Politica

Spacchettamento e tensioni in M5s-Pd frenano partita sottosegretari

Non è ancora chiusa la partita dei sottosegretari del governo Draghi. L’ostacolo al completamento della squadra guidata dall’ex numero uno della Bce è politico ma anche tecnico. Da un lato la difficoltà di M5s e Pd nel compilare le liste dei nomi di sottogoverno e dall’altro la grana dello spacchettamento dei ministeri richiesto dalla nascita del nuovo dicastero della Transizione ecologica affidato a Roberto Cingolani. Oggi, a quanto si apprende da fonti di governo, si è tenuta una nuova riunione a Palazzo Chigi sullo spacchettamento. Nelle intenzioni di Draghi, come comunicato al Quirinale quando ha sciolto la riserva, il ministero dell’Ambiente avrebbe assunto la denominazione di Ministro per la Transizione ecologica, assorbendo le competenze in materia energetica attribuite ad altri ministeri. Tra questi il Mise: ma sullo scorporo dell’energia dal ministero del leghista Giancarlo Giorgetti la discussione è ancora aperta. Altro capitolo il ruolo di Vittorio Colao.

Nominato alla guida di un ministero senza portafoglio, il ministero per l’innovazione tecnologica e la transizione digitale si profila per lui, a quanto riferiscono fonti di governo, la presidenza del comitato interministeriale sulla digitalizzazione del paese che verrà istituito presso il Mef con tutti i ministeri competenti. Quanto ai sottosegretari, il puzzle è affidato al sottosegretario alla presidenza del Consiglio Roberto Garofoli in contatto costante con i partiti per raccogliere le rose di nomi. Lega e Fi riferiscono di aver fatto la loro proposta. Al Carroccio spetterebbero 8-9 posti: Stefano Candiani agli Interni, Massimo Bitonci all’Economia, Lucia Bergonzoni alla Cultura, Edoardo Rixi alle Infrastrutture, Claudio Durigon al Lavoro, Centinaio all’Agricoltura, Vanna Gavia all’ambiente.
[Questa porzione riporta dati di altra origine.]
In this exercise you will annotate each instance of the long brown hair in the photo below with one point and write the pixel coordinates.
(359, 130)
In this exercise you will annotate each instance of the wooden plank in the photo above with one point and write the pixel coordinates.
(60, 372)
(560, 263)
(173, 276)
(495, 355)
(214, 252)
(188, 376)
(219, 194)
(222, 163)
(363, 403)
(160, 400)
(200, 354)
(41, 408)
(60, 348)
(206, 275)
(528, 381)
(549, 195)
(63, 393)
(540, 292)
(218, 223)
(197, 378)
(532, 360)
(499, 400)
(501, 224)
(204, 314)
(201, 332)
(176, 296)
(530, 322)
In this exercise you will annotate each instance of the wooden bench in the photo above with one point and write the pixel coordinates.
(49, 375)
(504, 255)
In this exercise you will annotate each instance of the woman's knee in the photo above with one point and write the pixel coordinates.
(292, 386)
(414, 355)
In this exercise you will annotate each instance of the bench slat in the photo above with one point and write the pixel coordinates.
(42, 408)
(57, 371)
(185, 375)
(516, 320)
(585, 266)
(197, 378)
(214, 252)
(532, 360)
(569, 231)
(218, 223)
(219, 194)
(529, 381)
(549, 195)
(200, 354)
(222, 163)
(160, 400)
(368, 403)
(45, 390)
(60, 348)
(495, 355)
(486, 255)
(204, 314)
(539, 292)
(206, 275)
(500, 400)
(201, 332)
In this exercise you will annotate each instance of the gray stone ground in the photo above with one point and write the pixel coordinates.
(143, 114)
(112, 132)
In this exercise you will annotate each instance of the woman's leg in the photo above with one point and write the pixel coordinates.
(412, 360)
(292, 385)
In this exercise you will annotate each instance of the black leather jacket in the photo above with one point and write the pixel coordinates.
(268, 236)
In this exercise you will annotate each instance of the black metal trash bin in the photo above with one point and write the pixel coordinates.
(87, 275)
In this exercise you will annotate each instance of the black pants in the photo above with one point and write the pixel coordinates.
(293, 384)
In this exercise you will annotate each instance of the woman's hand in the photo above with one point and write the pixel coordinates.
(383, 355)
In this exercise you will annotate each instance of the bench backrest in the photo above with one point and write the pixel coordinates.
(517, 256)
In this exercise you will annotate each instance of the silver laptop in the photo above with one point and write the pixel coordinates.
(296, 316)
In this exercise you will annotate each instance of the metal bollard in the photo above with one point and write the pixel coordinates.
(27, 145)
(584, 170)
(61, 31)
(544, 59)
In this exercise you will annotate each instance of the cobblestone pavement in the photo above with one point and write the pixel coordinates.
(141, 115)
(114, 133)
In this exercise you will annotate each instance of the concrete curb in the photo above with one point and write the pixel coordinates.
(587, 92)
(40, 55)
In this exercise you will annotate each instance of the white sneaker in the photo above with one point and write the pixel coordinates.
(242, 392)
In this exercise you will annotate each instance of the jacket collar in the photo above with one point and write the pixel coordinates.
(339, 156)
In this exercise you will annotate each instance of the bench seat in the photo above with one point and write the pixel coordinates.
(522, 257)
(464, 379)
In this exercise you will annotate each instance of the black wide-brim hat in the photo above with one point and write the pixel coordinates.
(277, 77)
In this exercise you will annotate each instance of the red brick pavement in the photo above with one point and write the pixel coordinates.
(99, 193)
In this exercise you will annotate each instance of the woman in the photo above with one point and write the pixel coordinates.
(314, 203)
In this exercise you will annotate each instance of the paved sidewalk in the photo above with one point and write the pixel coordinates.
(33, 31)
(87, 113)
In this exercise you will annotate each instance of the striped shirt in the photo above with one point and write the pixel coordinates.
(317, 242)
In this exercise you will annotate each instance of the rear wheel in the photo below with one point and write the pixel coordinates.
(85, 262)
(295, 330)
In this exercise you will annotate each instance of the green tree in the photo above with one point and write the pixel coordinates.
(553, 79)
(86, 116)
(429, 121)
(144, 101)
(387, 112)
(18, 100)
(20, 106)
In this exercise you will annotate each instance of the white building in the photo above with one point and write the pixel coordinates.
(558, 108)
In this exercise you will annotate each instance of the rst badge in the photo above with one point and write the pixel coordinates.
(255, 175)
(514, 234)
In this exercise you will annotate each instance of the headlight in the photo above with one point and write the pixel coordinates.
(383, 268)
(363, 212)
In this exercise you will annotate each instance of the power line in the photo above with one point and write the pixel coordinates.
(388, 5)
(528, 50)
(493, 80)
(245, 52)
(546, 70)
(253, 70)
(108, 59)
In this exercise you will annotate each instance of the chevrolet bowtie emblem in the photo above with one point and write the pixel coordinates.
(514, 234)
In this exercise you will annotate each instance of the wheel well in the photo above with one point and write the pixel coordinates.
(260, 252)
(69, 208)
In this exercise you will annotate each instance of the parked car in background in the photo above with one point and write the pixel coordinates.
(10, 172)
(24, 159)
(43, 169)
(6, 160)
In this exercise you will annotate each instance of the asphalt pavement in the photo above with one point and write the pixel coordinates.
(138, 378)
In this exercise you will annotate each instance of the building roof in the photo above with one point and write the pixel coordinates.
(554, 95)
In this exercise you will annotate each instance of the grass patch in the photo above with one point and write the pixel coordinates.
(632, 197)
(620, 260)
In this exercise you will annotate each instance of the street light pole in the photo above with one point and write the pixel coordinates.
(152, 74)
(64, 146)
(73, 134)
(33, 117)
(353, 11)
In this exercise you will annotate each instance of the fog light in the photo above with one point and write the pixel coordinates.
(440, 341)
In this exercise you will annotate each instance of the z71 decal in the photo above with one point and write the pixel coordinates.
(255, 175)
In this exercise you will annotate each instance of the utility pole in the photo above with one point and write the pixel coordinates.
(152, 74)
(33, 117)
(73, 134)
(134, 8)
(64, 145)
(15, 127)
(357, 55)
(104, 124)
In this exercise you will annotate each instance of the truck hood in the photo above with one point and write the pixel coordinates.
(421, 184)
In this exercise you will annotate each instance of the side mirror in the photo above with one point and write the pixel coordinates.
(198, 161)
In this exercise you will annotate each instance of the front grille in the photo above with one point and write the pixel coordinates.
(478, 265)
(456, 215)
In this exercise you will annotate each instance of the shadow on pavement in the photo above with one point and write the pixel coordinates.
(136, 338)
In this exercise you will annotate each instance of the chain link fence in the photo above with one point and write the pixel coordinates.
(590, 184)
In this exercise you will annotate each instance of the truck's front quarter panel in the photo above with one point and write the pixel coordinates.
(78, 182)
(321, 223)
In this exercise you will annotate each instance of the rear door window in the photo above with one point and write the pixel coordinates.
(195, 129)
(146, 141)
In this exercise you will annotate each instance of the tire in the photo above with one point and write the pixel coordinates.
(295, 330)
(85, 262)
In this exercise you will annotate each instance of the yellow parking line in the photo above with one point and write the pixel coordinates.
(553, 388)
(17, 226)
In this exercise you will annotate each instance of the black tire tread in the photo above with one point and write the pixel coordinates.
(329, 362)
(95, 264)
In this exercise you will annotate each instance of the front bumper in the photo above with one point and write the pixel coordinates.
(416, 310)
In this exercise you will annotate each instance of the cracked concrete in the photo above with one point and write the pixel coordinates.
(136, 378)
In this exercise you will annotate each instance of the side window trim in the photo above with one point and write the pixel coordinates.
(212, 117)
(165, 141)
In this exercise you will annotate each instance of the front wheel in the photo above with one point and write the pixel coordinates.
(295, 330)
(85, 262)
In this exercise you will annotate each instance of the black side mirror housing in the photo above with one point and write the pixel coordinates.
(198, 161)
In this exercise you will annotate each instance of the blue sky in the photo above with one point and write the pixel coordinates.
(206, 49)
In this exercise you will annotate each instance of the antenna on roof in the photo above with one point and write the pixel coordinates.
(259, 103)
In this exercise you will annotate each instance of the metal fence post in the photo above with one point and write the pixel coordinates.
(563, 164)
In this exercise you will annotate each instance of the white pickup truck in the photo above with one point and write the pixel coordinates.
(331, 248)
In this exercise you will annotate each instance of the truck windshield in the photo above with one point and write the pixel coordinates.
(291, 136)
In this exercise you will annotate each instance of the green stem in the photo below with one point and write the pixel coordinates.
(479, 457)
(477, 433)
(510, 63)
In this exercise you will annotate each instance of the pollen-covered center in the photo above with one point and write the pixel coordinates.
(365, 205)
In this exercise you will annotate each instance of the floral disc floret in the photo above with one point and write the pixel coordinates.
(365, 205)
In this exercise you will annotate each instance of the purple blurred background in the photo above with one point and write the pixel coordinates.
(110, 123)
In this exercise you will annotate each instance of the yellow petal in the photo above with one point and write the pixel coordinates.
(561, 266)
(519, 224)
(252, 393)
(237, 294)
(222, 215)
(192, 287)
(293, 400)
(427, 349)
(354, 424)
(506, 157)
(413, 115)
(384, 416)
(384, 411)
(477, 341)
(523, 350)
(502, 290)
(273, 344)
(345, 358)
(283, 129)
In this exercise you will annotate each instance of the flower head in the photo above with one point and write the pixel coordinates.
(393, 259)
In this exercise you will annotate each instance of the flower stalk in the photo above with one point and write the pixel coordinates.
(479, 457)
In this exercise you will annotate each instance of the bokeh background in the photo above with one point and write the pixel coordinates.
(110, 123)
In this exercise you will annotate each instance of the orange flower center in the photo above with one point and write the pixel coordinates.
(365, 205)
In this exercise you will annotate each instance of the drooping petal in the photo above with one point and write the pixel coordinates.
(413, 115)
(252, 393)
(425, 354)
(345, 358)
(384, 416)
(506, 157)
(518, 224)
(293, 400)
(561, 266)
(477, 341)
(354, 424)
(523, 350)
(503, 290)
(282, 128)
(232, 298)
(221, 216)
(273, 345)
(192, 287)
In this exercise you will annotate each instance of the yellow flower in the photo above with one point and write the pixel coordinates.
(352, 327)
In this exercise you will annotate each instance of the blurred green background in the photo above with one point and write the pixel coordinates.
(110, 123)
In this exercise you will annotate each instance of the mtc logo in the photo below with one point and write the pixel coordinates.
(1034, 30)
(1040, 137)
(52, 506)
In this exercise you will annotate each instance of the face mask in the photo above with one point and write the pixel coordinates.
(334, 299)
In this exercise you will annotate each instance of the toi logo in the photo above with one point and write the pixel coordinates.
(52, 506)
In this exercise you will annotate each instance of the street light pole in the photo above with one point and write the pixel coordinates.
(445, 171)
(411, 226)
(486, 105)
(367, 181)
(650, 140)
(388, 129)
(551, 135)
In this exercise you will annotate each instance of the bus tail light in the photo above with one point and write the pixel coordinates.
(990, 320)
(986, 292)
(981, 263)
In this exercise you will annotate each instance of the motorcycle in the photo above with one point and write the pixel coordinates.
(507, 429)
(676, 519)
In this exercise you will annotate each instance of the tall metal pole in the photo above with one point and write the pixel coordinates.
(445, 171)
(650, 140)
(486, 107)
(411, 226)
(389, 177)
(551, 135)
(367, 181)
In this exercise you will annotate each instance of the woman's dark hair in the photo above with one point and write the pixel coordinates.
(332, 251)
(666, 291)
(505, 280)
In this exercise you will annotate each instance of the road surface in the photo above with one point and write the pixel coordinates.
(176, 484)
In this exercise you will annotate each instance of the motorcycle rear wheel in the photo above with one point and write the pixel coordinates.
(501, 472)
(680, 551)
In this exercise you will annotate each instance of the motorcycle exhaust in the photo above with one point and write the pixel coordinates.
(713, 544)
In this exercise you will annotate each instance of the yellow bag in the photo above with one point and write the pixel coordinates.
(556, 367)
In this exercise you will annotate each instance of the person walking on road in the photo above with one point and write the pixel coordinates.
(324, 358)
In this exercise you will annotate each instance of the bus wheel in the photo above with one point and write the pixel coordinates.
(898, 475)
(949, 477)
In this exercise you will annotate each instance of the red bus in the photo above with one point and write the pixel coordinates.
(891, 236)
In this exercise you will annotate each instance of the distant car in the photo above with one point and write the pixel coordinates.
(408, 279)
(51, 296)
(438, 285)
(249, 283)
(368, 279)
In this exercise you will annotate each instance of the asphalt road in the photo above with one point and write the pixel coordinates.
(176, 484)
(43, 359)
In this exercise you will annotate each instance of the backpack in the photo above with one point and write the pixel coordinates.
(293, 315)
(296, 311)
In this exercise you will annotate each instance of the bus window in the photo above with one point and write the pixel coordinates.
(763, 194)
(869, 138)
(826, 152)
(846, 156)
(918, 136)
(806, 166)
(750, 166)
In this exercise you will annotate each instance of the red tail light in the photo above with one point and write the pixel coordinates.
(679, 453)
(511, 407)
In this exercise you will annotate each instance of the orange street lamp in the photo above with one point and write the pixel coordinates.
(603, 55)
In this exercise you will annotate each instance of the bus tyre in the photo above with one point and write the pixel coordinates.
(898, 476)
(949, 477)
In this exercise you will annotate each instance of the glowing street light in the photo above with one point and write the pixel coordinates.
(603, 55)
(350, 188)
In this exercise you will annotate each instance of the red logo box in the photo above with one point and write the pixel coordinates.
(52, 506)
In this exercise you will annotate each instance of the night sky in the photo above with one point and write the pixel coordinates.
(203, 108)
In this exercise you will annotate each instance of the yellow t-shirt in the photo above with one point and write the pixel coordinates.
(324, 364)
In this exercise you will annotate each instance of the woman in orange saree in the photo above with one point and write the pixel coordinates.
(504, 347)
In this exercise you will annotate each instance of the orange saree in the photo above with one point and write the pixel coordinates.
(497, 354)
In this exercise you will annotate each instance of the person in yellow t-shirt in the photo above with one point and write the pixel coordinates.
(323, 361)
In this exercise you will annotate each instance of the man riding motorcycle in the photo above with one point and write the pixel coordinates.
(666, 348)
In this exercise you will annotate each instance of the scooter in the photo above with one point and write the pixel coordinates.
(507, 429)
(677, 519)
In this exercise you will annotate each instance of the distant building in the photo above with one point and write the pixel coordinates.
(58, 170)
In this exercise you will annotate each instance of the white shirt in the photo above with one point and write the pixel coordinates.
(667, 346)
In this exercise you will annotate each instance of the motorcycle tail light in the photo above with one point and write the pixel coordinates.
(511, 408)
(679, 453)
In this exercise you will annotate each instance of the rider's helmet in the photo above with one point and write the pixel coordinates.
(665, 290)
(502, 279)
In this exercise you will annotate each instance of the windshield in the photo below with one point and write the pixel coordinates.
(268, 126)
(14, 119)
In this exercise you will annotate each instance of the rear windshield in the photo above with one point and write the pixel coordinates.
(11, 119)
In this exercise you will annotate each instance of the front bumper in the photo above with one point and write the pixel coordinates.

A Fi dovrebbero spettare tra i 6 e i 7 sottosegretari: agli Esteri Valentino Valentini, Andrea Mandelli alla Sanità, Francesco Battistoni all’Agricoltura, Francesco Paolo Sisto alla Giustizia, Gilberto Pichetto Fratin all’Economia, Maria Alessandra Gallone all’Istruzione. E ancora Giorgio Mulè. A Italia Viva dovrebbero spettare due posti, uno a Leu e uno al blocco centrista (tra Azione, Più Europa e Centro democratico si vedrà).

Più problematica appare la compilazione della lista di M5s e Pd. Ai 5 stelle, ridimensionati dalla decisione di 40 parlamentari di votare no alla fiducia, dovrebbero spettare 11 o 12 sottosegretari. Nel gruppo dei pentastellati, lacerato dalle espulsioni, è in atto un tutti contro tutti che tuttavia dovrebbe portare alla conferma dei sottosegretari e viceministri uscenti. Laura Castelli, Stefano Buffagni, Giancarlo Cancelleri, Pierpaolo Sileri, Angelo Tofalo. Non è più serena la situazione nel Pd alle prese con la necessità di riequilibrare, a detta dello stesso segretario Nicola Zingaretti, la presenza dem tutta maschile nei ministri del governo. In corsa ci sarebbero le sottosegretarie uscenti Alessia Morani, Simona Malpezzi, Sandra Zampa, Anna Ascani, Lorenza Bonaccorsi ma anche Marianna Madia e Cecilia D’Elia, presidente della conferenza nazionale delle donne del Pd. I dem vorrebbero confermati anche Matteo Mauri all’Interno, Antonio Misiani al Mef e Roberto Morassut all’Ambiente (ora Transizione ecologica).

La presidente del partito Valentina Cuppi ha chiesto che la questione delle donne al governo debba essere affrontata dalla direzione del partito in programma giovedì 25. Ma questo vorrebbe dire rinviare il completamento della squadra di governo al fine settimana, considerato che Draghi giovedì e venerdì è impegnato, in videoconferenza, al consiglio europeo. Secondo quanto riferiscono fonti di maggioranza, inoltre, Draghi avrebbe intenzione di nominare un nuovo ambasciatore italiano presso l’Unione europea. L’attuale rappresentante, Maurizio Massari, in scadenza quest’anno, è stato prorogato fino a maggio ma il premier, secondo quanto riferiscono le stesse fonti anche se Palazzo Chigi non conferma, pensa a un profilo con un peso più politico, anche se scelto comunque tra il corpo diplomatico e non, come invece fece Matteo Renzi con Carlo Calenda, direttamente dalla politica.